Neben der häufig herangezogenen Responderrate, also wie viele Patienten profitieren von einer Intervention, und der so genannten Number-needed-to-treat (NNT), welche Aufschluss darüber geben soll, wie viele Patienten behandelt werden müssen, damit einer dieser eine adäquate Verbesserung erfährt, ist aber ein weiterer Faktor für die Effektivität ganz entscheidend - die Effektstärke! Diese ist gerade den Patienten selbst wichtig. Eine Behandlungsmethode auf die jeder fünfte mit einer Heilung oder zumindest starken Verbesserung reagiert, wird für deutlich mehr Trubel in der Patientencommunity sorgen, als eine Therapie, auf welche fast alle Betroffenen positiv ansprechen (Pfefferminzölkapseln, Psychotherapie), bei denen die Effekte aber marginal bleiben (Was ist schon einer Verbesserung um 50 Punkte im Severity Score System gegenüber Verbesserungen um >175 Punkte mittels bspw. der Stuhltransplantation?). 

 

Und genau bei diesem Faktor kann die glutenfreie Kost als Therapiemethode beim Reizdarmsyndrom anderen Behandlungsverfahren den Rang streitig machen.
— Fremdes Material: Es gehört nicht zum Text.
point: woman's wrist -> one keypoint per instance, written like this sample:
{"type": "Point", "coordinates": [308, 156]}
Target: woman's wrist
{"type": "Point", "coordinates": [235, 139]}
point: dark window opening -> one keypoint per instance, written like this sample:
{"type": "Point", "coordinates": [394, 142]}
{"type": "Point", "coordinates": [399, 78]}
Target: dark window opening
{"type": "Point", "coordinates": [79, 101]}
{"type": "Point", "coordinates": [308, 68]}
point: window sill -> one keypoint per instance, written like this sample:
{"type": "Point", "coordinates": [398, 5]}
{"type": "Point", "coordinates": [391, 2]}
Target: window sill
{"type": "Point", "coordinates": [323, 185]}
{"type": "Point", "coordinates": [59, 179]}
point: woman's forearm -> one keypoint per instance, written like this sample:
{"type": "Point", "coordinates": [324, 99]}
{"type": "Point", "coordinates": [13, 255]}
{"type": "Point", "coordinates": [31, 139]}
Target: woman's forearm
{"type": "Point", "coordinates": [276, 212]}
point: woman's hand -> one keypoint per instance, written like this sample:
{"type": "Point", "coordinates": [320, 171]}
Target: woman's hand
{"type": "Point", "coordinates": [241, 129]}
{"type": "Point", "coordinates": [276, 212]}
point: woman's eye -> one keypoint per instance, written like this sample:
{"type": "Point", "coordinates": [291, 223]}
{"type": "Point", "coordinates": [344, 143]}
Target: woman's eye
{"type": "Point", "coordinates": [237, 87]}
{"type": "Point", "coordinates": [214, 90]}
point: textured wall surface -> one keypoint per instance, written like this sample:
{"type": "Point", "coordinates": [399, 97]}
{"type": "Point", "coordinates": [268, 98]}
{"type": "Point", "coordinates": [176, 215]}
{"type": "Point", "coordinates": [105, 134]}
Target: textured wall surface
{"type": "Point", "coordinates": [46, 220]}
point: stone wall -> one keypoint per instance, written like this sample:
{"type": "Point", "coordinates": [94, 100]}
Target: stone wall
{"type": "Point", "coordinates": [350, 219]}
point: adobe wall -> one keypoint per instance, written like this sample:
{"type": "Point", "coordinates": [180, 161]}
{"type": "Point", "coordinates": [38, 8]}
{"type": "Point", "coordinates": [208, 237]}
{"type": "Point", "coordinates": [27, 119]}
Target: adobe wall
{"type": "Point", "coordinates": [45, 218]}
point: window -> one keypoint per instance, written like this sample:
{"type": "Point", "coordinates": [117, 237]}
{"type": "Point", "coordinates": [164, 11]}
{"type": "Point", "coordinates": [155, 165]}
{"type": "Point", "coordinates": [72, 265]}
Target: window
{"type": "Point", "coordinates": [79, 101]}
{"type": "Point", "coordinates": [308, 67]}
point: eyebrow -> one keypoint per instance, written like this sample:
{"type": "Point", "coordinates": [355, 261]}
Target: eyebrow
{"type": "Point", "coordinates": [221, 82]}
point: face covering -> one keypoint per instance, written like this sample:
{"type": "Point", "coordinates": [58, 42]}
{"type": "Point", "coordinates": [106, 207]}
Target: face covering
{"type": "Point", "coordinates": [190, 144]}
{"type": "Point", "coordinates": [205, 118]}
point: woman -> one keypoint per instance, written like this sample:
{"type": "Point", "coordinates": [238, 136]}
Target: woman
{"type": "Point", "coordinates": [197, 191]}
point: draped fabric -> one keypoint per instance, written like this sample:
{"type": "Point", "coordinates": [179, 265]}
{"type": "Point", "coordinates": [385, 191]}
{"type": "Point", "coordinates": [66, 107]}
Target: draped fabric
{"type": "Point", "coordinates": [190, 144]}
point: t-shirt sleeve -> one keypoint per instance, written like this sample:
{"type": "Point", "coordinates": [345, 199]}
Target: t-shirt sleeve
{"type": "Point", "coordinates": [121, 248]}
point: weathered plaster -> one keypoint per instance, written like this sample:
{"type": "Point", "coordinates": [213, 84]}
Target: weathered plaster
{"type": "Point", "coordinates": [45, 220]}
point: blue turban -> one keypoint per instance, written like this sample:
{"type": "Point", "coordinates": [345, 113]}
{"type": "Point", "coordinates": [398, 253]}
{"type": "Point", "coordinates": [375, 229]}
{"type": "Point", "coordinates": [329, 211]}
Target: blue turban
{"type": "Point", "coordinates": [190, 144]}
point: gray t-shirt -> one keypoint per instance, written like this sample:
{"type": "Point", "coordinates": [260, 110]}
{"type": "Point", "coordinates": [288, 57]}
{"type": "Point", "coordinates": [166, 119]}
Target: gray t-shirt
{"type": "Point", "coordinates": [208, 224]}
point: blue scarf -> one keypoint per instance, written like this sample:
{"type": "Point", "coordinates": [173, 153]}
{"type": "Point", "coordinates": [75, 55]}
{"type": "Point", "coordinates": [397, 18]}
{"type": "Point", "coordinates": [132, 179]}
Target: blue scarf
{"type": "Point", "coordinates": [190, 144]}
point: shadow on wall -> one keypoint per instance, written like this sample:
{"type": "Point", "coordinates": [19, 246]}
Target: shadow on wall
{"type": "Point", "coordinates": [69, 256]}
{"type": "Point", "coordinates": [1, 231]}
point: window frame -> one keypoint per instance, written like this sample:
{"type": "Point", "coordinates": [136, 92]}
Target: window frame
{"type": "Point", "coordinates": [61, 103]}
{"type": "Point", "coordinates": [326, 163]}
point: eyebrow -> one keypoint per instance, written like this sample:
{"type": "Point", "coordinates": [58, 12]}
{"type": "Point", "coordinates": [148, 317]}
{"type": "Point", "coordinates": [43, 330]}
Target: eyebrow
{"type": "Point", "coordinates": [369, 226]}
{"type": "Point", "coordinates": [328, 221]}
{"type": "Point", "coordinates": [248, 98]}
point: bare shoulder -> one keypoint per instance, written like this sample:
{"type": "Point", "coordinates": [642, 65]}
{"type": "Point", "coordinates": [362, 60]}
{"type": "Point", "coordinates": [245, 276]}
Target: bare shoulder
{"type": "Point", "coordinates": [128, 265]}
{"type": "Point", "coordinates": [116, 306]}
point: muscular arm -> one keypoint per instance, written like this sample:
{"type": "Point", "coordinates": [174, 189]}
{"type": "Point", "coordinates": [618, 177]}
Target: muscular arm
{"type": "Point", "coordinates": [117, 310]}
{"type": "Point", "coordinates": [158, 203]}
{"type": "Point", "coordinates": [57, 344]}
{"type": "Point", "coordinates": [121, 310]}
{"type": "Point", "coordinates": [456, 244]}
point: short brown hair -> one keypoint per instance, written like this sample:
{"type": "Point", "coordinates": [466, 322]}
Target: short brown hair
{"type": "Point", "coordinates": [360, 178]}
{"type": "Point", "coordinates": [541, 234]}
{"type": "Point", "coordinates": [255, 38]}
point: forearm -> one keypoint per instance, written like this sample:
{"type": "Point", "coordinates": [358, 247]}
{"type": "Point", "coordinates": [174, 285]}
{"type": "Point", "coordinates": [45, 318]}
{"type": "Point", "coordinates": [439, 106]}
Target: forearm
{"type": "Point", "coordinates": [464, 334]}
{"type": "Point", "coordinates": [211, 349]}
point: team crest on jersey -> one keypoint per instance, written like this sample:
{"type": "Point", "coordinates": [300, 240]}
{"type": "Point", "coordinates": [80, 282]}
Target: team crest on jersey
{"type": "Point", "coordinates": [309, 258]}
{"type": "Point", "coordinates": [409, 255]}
Obwohl nur ein Teil einer Subgruppe (nämlich jener mit hauptsächlich Durchfall) vom dauerhaften Glutenverzicht profitiert, sind die damit erzielten Ergebnisse als mindestens atemberaubend zu bezeichnen! 

 

Da ich im Rahmen der heutigen Abhandlung nicht zu intensiv auf das WARUM hinter der glutenfreien Kost beim Reizdarm eingehen möchte (es geht ja hauptsächlich um den zugehörigen Prädiktor), kann ich interessierten Lesern nur empfehlen, einige der bereits von mir verfassten populärwissenschaftlichen Zusammenfassungen heranzuziehen, in welchen ich mich ausführlich mit den Pathomechanismen (Darmbarriere, Immunaktivierung, Transit), der Pathogenese (NZGS), der Frage möglicher Drittvariablen (Fruktane, ATIs) und auch den Motiven und Sinnhaftigkeiten hinter der "Glutenkontroverse" beschäftigt habe. 

 

Zwei Wirkmechanismen des Glutenverzichts beim Reizdarmsyndrom

Bevor wir uns, wie angekündigt, einigen besonders beeindruckenden Studien zuwenden werden, möchte ich noch kurz auf die oft von Lesern aufgeworfene Frage eingehen, warum die Studienergebnisse zur glutenfreien Kost teilweise recht heterogen erscheinen mögen. 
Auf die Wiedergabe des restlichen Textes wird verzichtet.